As a business grows, revenue process complexity tends to grow as well. Nearly half (47%) of respondents are frequently asked to support growing complexity and manual interventions into transaction processing and reporting without additional headcount.
In lieu of increasing headcount, it is imperative to include automation within revenue accounting processes and controls that can help mitigate risk and reduce overall company costs as the business grows.
According to Gartner, automating at least 25% of internal controls decreases audit fees by 27%. Revenue automation enhances a company’s risk profile, allows it to conduct system audits, and saves time for internal revenue teams, allowing them to focus on analytics and business partnering while reducing audit costs. With automation also comes the enhanced security of access controls, which are essentially non-existent with manual spreadsheets.
With the current state of revenue accounting, leaders acknowledge the need for more resources: 79% of respondents agree that they need a higher level of automation, and 78% expect an increase in headcount in the next 12 months due to the complex and/or manual interventions required for reporting.
At the same time, executives aren’t yet fully on board with automation—67% of respondents say they struggle to get buy-in from leadership in order to implement revenue automation.
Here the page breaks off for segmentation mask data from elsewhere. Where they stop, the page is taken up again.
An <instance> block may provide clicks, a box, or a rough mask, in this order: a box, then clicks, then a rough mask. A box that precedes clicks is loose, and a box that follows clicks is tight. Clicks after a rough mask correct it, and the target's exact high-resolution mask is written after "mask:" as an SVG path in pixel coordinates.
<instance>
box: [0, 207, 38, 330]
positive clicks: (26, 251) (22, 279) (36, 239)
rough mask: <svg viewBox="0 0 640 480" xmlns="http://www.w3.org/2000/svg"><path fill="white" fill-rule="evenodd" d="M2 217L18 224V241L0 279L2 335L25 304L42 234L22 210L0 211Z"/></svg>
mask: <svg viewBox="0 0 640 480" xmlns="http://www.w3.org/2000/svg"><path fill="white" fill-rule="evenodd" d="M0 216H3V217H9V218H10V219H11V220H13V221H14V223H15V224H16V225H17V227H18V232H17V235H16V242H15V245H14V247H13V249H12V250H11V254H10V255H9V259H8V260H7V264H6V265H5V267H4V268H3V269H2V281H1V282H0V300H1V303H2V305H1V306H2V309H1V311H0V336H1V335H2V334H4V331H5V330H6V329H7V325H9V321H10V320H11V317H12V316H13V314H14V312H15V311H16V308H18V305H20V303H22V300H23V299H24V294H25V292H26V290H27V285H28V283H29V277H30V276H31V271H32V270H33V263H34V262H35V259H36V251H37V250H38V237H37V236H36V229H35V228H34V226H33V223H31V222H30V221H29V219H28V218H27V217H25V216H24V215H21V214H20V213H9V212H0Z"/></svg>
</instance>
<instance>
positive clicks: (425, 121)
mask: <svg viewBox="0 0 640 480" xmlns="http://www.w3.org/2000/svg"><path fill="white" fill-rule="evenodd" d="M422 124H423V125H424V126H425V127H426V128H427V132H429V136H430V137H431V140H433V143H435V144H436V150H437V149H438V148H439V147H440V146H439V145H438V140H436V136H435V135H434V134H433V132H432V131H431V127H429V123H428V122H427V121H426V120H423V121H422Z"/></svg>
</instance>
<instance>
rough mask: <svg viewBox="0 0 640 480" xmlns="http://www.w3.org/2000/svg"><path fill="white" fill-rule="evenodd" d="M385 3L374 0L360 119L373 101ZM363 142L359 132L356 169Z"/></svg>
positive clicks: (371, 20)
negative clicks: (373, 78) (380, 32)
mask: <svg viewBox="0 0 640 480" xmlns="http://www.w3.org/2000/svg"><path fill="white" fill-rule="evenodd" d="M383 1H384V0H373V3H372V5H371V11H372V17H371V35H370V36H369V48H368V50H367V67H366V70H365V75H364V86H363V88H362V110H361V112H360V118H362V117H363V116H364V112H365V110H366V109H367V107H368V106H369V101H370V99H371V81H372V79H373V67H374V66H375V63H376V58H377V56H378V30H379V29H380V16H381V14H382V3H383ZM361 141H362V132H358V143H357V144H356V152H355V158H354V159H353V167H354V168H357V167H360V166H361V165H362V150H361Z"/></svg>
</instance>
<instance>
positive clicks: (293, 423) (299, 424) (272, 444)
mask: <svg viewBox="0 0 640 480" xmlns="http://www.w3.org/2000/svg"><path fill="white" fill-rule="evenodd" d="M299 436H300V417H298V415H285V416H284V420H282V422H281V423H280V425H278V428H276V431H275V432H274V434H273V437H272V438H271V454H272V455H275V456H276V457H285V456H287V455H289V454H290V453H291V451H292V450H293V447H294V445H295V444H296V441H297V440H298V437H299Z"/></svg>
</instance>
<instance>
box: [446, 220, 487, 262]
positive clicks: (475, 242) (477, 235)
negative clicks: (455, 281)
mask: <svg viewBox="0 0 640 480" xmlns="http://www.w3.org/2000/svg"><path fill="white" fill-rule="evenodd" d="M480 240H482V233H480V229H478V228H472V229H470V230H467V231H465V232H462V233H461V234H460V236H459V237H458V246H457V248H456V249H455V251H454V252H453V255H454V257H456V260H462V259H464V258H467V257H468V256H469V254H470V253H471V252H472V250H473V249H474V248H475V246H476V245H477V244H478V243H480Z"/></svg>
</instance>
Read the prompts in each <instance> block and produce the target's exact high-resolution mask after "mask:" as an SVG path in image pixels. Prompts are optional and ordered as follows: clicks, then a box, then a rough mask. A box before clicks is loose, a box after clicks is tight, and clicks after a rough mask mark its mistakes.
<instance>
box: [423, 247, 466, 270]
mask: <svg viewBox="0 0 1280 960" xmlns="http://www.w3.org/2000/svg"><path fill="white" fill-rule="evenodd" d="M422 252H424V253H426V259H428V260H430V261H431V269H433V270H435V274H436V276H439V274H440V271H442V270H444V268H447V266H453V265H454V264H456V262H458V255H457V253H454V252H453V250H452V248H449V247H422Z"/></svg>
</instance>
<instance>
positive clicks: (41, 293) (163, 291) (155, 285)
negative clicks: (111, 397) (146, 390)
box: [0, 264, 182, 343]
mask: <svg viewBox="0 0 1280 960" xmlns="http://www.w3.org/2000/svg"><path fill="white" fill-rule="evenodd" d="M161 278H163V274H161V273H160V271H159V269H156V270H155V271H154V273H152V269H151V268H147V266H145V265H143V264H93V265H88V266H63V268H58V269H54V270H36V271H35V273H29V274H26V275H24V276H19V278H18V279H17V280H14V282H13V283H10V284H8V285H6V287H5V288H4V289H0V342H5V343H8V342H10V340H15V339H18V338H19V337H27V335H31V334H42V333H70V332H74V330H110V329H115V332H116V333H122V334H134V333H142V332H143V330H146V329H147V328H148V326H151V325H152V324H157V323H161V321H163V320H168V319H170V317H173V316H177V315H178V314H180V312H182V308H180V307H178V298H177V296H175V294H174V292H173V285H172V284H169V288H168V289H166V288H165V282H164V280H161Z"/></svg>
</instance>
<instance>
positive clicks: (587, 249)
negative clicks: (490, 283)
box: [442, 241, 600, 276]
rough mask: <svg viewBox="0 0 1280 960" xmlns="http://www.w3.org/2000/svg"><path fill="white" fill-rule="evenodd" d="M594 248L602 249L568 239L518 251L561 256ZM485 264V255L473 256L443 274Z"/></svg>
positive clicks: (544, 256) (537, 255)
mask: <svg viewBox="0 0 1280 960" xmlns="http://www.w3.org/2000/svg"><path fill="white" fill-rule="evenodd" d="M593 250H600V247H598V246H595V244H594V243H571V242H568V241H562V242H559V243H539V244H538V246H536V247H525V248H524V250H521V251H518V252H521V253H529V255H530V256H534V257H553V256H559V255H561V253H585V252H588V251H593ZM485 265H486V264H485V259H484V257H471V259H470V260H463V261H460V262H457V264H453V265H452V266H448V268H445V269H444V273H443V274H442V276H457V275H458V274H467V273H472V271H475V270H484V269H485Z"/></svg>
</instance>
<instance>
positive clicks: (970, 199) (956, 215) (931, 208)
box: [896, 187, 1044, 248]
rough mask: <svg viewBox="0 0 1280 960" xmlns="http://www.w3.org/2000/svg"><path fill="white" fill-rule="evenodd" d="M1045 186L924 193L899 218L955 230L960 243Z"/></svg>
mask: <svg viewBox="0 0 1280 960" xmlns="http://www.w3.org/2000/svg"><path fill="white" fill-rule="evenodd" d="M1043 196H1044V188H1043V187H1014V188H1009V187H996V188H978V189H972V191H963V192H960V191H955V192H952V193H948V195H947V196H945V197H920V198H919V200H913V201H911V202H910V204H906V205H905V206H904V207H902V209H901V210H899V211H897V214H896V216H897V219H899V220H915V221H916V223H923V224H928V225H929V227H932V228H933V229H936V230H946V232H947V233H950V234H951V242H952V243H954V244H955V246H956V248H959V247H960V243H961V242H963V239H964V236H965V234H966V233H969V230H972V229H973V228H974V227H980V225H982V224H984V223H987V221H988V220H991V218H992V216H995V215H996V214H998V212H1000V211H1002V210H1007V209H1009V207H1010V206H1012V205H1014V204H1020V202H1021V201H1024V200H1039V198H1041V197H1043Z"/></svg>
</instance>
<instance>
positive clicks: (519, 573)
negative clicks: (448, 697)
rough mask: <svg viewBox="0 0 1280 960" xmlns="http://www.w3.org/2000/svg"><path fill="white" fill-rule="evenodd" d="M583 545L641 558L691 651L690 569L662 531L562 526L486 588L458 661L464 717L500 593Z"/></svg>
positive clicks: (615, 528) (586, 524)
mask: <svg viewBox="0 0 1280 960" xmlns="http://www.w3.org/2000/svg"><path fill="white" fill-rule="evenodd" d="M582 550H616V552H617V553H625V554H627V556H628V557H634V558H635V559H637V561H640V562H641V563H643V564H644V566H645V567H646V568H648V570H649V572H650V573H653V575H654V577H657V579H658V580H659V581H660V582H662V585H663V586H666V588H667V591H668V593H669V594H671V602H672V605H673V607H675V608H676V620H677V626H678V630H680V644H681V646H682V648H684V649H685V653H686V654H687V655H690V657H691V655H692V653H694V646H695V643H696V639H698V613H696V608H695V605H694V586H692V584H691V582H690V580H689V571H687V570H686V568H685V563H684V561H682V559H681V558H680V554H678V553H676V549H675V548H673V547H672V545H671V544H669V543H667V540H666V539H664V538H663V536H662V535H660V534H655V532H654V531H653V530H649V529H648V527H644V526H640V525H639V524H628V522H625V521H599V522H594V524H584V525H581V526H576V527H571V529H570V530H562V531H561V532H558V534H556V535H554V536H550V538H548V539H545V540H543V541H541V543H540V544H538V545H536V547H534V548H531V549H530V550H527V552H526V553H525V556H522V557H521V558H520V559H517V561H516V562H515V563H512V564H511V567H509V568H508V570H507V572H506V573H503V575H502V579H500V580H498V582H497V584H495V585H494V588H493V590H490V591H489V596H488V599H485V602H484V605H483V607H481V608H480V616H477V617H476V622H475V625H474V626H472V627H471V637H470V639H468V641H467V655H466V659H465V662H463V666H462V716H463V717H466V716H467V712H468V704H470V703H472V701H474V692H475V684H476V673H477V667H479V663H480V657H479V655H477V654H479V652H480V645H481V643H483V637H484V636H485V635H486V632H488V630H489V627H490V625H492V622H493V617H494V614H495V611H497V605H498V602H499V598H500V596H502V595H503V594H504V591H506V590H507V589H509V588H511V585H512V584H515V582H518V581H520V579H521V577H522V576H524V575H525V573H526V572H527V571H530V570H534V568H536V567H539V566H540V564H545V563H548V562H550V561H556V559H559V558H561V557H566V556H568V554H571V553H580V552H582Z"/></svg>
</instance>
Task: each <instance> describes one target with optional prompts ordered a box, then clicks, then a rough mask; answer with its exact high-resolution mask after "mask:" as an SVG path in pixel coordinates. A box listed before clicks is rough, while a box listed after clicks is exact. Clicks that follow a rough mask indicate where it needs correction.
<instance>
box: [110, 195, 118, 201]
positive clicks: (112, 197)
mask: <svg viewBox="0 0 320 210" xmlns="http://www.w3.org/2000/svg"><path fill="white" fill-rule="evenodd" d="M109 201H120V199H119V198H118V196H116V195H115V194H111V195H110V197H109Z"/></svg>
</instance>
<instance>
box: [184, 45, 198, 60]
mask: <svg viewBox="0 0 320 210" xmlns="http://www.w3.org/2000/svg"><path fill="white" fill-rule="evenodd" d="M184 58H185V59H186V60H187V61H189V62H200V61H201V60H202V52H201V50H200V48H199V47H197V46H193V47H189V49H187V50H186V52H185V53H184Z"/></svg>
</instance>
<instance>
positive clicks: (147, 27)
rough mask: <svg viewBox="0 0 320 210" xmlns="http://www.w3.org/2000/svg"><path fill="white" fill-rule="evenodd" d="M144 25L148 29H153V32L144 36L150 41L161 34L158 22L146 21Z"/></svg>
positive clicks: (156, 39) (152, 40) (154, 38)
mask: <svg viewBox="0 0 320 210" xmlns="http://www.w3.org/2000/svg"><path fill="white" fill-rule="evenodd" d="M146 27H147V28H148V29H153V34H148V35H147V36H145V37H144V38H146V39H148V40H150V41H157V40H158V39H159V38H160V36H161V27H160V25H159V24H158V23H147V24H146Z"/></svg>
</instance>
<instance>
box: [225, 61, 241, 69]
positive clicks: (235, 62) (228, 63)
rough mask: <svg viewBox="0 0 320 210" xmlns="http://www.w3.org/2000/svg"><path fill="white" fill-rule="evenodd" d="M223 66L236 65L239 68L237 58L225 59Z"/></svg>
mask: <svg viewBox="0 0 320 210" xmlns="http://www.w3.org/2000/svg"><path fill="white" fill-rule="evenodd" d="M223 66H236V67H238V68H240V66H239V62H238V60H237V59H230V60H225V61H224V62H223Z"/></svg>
Given the many hats CFOs and other finance executives must wear, it’s not surprising that they might not always have full visibility into the nuances of the revenue process. Bringing leadership up to speed on the current process, risks, and the implications for supporting new go-to-market models, products, and pricing, can help make the business case for automation.
Educating finance executives on the benefits of end-to-end revenue automation and the cost of inaction can help revenue leaders make the case for automation. Leveraging advisory firms and technology vendors can also help revenue leaders create compelling, data-driven business cases for automation that can then be used as tools for gaining executive buy-in.
It seems paradoxical that the most important line on the income statement does not get enough attention from finance and accounting executives when it comes to automation and process improvement. While resources are spent to streamline and optimize other business processes, revenue accounting is still largely performed with manual labor and spreadsheets.